Limitations & Future Work

  1. Speaker similarity has room for improvement: HQ-SVC's SECS is marginally lower than SaMoye-SVC (0.627 vs. 0.647); the unified codec is less effective at speaker identity separation than the separate encoder variant HQ-SVC-SE (SECS 0.668).
  2. Side effects of pitch-timbre coupling: Adding \(\mathcal{L}_{\text{spk}}\) and \(\mathcal{L}_{f_0}\) slightly reduces SMOS, suggesting that enhanced pitch consistency can negatively affect human perception of timbre change when target and source singers have substantially different vocal ranges.
  3. Intelligibility loss: In the speech super-resolution task, STOI (0.841 vs. 0.986) and FPC (0.868 vs. 0.998) are notably lower than AudioSR, indicating that the feature disentanglement and reconstruction process introduces minor articulation and pitch errors.

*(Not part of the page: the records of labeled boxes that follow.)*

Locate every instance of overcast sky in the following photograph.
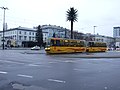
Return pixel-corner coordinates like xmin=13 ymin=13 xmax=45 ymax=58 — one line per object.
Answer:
xmin=0 ymin=0 xmax=120 ymax=36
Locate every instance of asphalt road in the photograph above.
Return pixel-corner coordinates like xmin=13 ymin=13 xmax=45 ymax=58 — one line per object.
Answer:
xmin=0 ymin=50 xmax=120 ymax=90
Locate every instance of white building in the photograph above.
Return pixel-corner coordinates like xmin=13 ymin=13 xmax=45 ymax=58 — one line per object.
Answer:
xmin=0 ymin=27 xmax=36 ymax=46
xmin=41 ymin=25 xmax=70 ymax=40
xmin=0 ymin=25 xmax=70 ymax=46
xmin=113 ymin=27 xmax=120 ymax=47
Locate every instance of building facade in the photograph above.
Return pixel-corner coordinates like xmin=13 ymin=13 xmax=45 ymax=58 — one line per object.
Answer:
xmin=0 ymin=27 xmax=36 ymax=46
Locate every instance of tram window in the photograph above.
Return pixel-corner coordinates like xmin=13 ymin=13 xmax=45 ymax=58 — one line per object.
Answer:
xmin=64 ymin=40 xmax=69 ymax=46
xmin=51 ymin=40 xmax=61 ymax=46
xmin=56 ymin=40 xmax=61 ymax=46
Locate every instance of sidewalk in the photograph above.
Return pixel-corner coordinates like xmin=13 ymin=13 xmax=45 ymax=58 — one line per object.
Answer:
xmin=51 ymin=51 xmax=120 ymax=58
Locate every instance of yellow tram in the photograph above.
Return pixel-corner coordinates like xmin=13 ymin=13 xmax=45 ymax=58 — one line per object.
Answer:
xmin=45 ymin=38 xmax=86 ymax=54
xmin=45 ymin=38 xmax=107 ymax=54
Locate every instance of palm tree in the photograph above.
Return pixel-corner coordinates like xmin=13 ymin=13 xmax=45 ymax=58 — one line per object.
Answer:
xmin=67 ymin=7 xmax=78 ymax=39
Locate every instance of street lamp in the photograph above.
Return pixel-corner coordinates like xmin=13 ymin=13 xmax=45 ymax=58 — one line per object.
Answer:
xmin=0 ymin=7 xmax=8 ymax=50
xmin=93 ymin=26 xmax=97 ymax=35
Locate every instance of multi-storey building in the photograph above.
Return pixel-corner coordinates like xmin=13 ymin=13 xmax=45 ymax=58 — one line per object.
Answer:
xmin=113 ymin=27 xmax=120 ymax=47
xmin=41 ymin=25 xmax=70 ymax=39
xmin=0 ymin=25 xmax=70 ymax=46
xmin=0 ymin=27 xmax=36 ymax=46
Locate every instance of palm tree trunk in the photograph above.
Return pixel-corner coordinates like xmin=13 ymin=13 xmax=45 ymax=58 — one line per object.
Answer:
xmin=71 ymin=21 xmax=73 ymax=39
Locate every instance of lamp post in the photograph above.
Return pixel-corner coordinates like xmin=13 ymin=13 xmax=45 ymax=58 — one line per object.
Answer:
xmin=0 ymin=7 xmax=8 ymax=50
xmin=93 ymin=26 xmax=97 ymax=35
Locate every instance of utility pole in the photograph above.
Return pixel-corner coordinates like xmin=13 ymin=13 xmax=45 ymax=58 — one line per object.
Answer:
xmin=0 ymin=7 xmax=8 ymax=50
xmin=93 ymin=26 xmax=97 ymax=35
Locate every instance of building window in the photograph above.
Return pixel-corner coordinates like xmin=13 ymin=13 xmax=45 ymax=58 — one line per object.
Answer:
xmin=19 ymin=36 xmax=22 ymax=40
xmin=32 ymin=37 xmax=34 ymax=41
xmin=29 ymin=37 xmax=31 ymax=41
xmin=19 ymin=31 xmax=21 ymax=34
xmin=24 ymin=36 xmax=27 ymax=40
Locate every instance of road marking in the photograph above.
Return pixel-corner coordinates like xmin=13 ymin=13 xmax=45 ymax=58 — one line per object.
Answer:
xmin=0 ymin=71 xmax=8 ymax=74
xmin=48 ymin=79 xmax=66 ymax=83
xmin=73 ymin=68 xmax=81 ymax=71
xmin=17 ymin=74 xmax=33 ymax=78
xmin=28 ymin=64 xmax=39 ymax=67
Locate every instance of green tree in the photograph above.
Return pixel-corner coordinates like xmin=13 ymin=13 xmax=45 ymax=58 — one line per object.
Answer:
xmin=67 ymin=7 xmax=78 ymax=39
xmin=36 ymin=25 xmax=43 ymax=47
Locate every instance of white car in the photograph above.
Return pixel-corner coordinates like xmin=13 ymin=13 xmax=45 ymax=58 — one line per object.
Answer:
xmin=31 ymin=46 xmax=40 ymax=50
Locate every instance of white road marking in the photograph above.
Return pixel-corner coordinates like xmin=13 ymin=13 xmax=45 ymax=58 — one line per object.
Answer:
xmin=73 ymin=68 xmax=81 ymax=71
xmin=0 ymin=60 xmax=25 ymax=64
xmin=28 ymin=64 xmax=39 ymax=67
xmin=48 ymin=79 xmax=66 ymax=83
xmin=0 ymin=71 xmax=8 ymax=74
xmin=17 ymin=74 xmax=33 ymax=78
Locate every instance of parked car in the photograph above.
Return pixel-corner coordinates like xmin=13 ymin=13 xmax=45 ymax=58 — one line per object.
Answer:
xmin=31 ymin=46 xmax=40 ymax=50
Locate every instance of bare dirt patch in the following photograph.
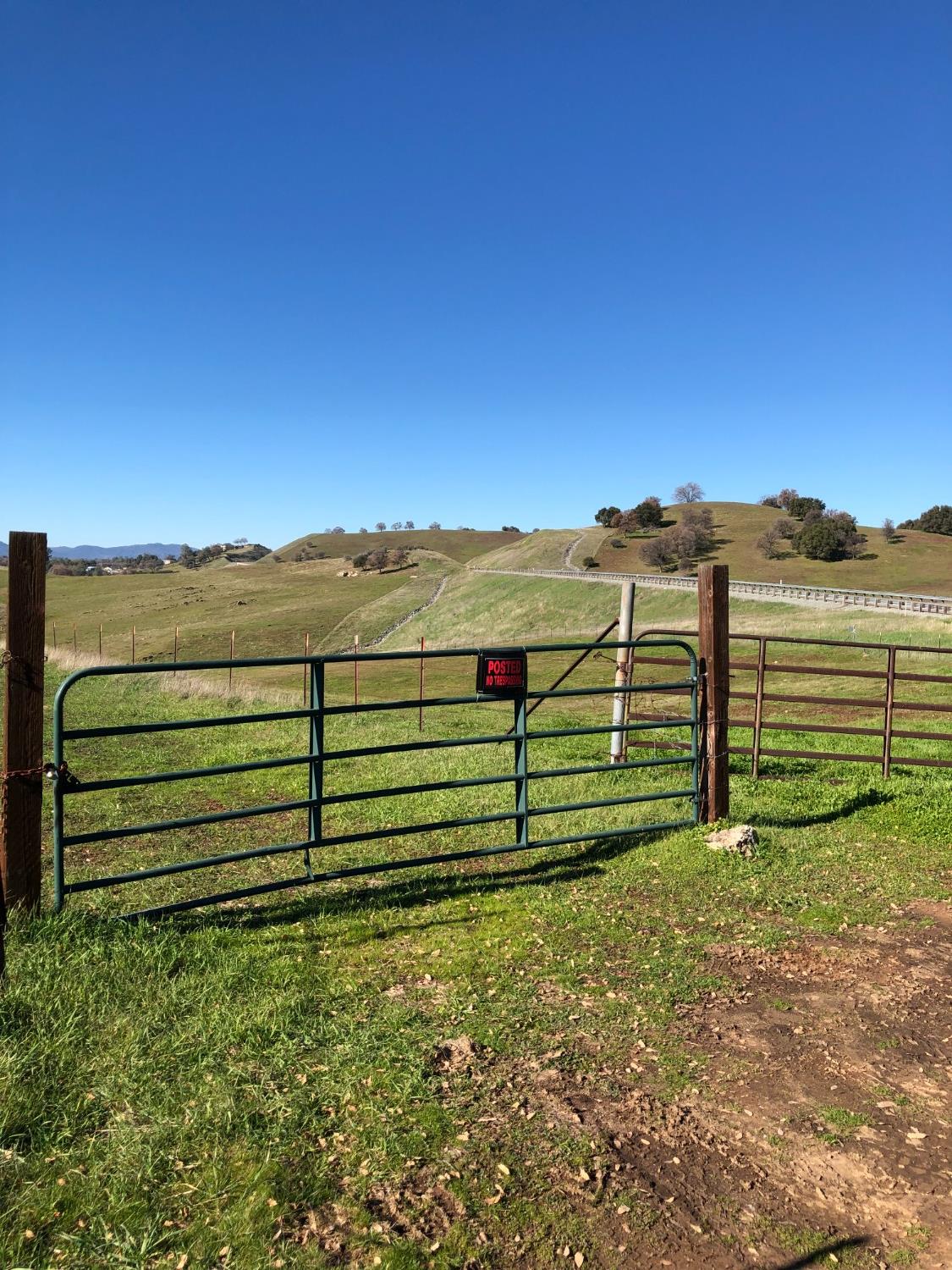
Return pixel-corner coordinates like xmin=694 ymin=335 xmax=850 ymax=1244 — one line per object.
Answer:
xmin=535 ymin=904 xmax=952 ymax=1270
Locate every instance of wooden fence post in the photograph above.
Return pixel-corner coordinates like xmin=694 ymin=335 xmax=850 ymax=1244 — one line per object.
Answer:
xmin=697 ymin=564 xmax=730 ymax=825
xmin=0 ymin=533 xmax=46 ymax=908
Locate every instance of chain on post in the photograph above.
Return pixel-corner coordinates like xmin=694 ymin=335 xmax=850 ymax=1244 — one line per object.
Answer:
xmin=0 ymin=648 xmax=61 ymax=833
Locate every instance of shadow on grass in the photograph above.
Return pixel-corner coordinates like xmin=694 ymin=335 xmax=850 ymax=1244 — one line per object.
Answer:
xmin=177 ymin=833 xmax=662 ymax=942
xmin=751 ymin=790 xmax=895 ymax=830
xmin=774 ymin=1234 xmax=870 ymax=1270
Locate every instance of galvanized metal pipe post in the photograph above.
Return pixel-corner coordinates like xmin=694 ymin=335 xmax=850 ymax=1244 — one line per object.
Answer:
xmin=609 ymin=582 xmax=635 ymax=764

  4. Validation limited to Chinese singing: Training data consists of Opensinger and M4Singer Chinese singing datasets; cross-lingual generalization has not been thoroughly validated.
  5. Style conversion not addressed: The current work focuses solely on timbre conversion; singing style transfer (e.g., vocal technique, emotional expression) is left for future work.

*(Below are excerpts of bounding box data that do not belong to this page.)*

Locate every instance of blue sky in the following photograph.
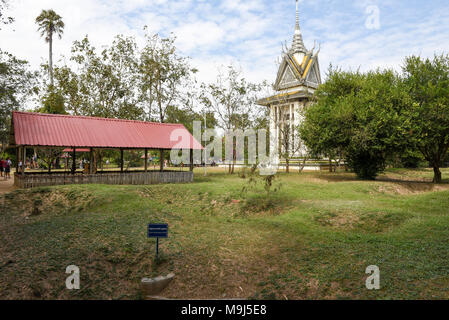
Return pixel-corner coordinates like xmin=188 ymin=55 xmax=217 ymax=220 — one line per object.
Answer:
xmin=0 ymin=0 xmax=449 ymax=82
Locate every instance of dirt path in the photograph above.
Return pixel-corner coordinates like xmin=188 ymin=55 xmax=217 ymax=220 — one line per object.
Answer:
xmin=0 ymin=173 xmax=14 ymax=194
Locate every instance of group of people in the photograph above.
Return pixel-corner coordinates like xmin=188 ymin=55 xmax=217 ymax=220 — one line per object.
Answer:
xmin=0 ymin=158 xmax=12 ymax=180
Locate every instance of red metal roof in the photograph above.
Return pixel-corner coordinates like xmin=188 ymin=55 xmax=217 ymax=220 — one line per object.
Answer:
xmin=12 ymin=112 xmax=202 ymax=149
xmin=62 ymin=148 xmax=90 ymax=152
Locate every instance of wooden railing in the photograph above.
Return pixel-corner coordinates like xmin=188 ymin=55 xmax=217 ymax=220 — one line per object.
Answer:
xmin=14 ymin=171 xmax=193 ymax=188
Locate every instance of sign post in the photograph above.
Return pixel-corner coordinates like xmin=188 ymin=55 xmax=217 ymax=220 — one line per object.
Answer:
xmin=148 ymin=223 xmax=168 ymax=258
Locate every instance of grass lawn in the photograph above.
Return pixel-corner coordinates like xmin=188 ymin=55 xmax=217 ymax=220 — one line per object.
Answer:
xmin=0 ymin=169 xmax=449 ymax=299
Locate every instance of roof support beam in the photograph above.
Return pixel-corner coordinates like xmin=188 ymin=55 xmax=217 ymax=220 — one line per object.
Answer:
xmin=16 ymin=146 xmax=20 ymax=174
xmin=89 ymin=148 xmax=94 ymax=174
xmin=159 ymin=149 xmax=164 ymax=172
xmin=21 ymin=146 xmax=27 ymax=175
xmin=72 ymin=147 xmax=76 ymax=174
xmin=145 ymin=148 xmax=148 ymax=172
xmin=120 ymin=149 xmax=123 ymax=172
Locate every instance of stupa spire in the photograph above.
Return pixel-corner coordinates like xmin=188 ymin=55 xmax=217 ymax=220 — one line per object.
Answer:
xmin=292 ymin=0 xmax=307 ymax=53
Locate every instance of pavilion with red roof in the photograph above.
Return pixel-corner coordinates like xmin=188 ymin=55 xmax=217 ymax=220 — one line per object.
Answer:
xmin=10 ymin=112 xmax=203 ymax=187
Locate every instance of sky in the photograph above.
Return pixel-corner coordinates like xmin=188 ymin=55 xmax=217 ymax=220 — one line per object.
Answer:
xmin=0 ymin=0 xmax=449 ymax=83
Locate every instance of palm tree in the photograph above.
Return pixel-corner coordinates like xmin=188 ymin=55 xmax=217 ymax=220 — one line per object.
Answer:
xmin=36 ymin=9 xmax=64 ymax=87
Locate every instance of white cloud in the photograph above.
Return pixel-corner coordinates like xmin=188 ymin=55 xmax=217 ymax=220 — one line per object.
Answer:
xmin=0 ymin=0 xmax=449 ymax=89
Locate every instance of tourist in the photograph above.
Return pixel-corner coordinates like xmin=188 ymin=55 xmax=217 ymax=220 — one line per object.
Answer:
xmin=4 ymin=158 xmax=12 ymax=180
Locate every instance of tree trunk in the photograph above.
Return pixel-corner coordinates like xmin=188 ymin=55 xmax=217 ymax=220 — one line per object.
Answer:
xmin=48 ymin=32 xmax=53 ymax=89
xmin=433 ymin=166 xmax=442 ymax=183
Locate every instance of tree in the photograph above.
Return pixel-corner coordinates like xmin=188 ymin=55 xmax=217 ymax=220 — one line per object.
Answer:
xmin=0 ymin=0 xmax=14 ymax=30
xmin=403 ymin=54 xmax=449 ymax=183
xmin=39 ymin=91 xmax=67 ymax=114
xmin=65 ymin=36 xmax=143 ymax=119
xmin=200 ymin=66 xmax=262 ymax=174
xmin=0 ymin=49 xmax=36 ymax=153
xmin=36 ymin=9 xmax=64 ymax=87
xmin=138 ymin=27 xmax=197 ymax=123
xmin=300 ymin=68 xmax=410 ymax=179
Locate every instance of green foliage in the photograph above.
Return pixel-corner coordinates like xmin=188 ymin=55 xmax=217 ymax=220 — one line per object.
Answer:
xmin=300 ymin=68 xmax=410 ymax=179
xmin=0 ymin=0 xmax=14 ymax=30
xmin=39 ymin=88 xmax=67 ymax=114
xmin=0 ymin=49 xmax=36 ymax=152
xmin=36 ymin=9 xmax=64 ymax=42
xmin=403 ymin=55 xmax=449 ymax=183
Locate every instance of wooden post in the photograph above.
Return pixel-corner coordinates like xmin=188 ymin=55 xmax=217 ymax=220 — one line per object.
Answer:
xmin=120 ymin=149 xmax=123 ymax=172
xmin=72 ymin=147 xmax=76 ymax=174
xmin=22 ymin=146 xmax=27 ymax=175
xmin=89 ymin=148 xmax=94 ymax=174
xmin=145 ymin=148 xmax=148 ymax=172
xmin=159 ymin=149 xmax=164 ymax=172
xmin=16 ymin=146 xmax=20 ymax=173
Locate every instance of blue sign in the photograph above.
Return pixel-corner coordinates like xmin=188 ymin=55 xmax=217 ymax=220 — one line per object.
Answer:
xmin=148 ymin=223 xmax=168 ymax=238
xmin=148 ymin=223 xmax=168 ymax=258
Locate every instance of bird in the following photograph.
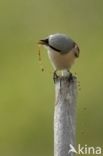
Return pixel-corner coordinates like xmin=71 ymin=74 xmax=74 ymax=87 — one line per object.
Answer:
xmin=38 ymin=33 xmax=80 ymax=79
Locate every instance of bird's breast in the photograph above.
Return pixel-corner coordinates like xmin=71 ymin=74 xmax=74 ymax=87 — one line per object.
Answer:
xmin=48 ymin=49 xmax=75 ymax=70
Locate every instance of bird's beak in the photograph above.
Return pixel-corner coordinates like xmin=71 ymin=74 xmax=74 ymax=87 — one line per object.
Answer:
xmin=38 ymin=39 xmax=48 ymax=45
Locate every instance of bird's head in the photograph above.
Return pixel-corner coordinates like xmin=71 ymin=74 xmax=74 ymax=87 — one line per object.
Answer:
xmin=39 ymin=33 xmax=80 ymax=57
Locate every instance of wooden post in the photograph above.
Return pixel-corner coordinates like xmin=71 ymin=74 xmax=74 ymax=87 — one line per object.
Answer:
xmin=54 ymin=75 xmax=77 ymax=156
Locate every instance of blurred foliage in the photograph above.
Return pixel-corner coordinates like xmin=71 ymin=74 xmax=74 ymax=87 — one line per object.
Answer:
xmin=0 ymin=0 xmax=103 ymax=156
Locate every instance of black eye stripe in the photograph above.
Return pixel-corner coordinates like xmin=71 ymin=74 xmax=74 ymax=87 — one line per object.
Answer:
xmin=48 ymin=44 xmax=61 ymax=52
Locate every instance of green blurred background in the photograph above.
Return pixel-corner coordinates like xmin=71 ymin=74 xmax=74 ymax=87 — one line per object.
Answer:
xmin=0 ymin=0 xmax=103 ymax=156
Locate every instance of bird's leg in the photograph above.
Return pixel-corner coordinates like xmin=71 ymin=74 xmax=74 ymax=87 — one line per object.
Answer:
xmin=53 ymin=70 xmax=59 ymax=83
xmin=68 ymin=70 xmax=73 ymax=82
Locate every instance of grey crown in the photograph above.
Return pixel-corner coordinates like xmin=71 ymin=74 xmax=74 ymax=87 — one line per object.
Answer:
xmin=48 ymin=33 xmax=75 ymax=53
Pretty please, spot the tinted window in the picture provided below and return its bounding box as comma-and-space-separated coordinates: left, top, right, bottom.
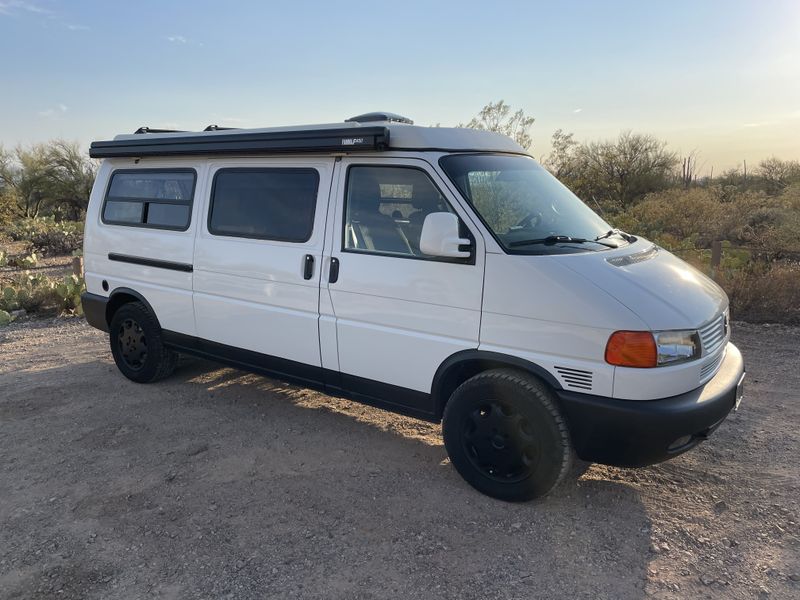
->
208, 169, 319, 242
103, 170, 196, 231
440, 154, 628, 254
344, 166, 453, 257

  • Traditional SVC: GMM-based methods require parallel data; GAN-based methods (FastSVC) suffer from training instability and limited quality.
  • Low-resource SVC: DDSP-SVC and CoMoSVC achieve high-quality low-resource conversion via DDSP/diffusion models but rely on explicit speaker IDs.
  • Zero-shot SVC: LDM-SVC achieves high-quality zero-shot conversion based on VITS but is computationally expensive; SaMoye-SVC requires large-scale data and adversarial training.
  • Audio codecs: FACodec from NaturalSpeech3 enables content/speaker disentanglement; HQ-SVC extends this with enhanced acoustic detail modeling.
  • Speech super-resolution: AudioSR is trained on 7,000 hours via LDM and focuses on low-frequency detail preservation; HQ-SVC surpasses it in naturalness using a general-purpose framework.

Rating

  • Novelty: ⭐⭐⭐⭐ — The EVA module design and the progressive DDSP+diffusion pipeline are innovative; the Speaker-F0 Predictor is concise and effective.
  • Experimental Thoroughness: ⭐⭐⭐⭐ — Main experiments, super-resolution, sampler comparison, and ablation studies with complete objective and subjective evaluations; however, the number of baselines is limited (only one strong baseline, SaMoye-SVC).
  • Writing Quality: ⭐⭐⭐⭐ — Clear structure, complete formulations, and thorough ablation analysis.
  • Value: ⭐⭐⭐⭐ — Significantly lowers the barrier for zero-shot SVC and offers substantial practical value for low-resource scenarios.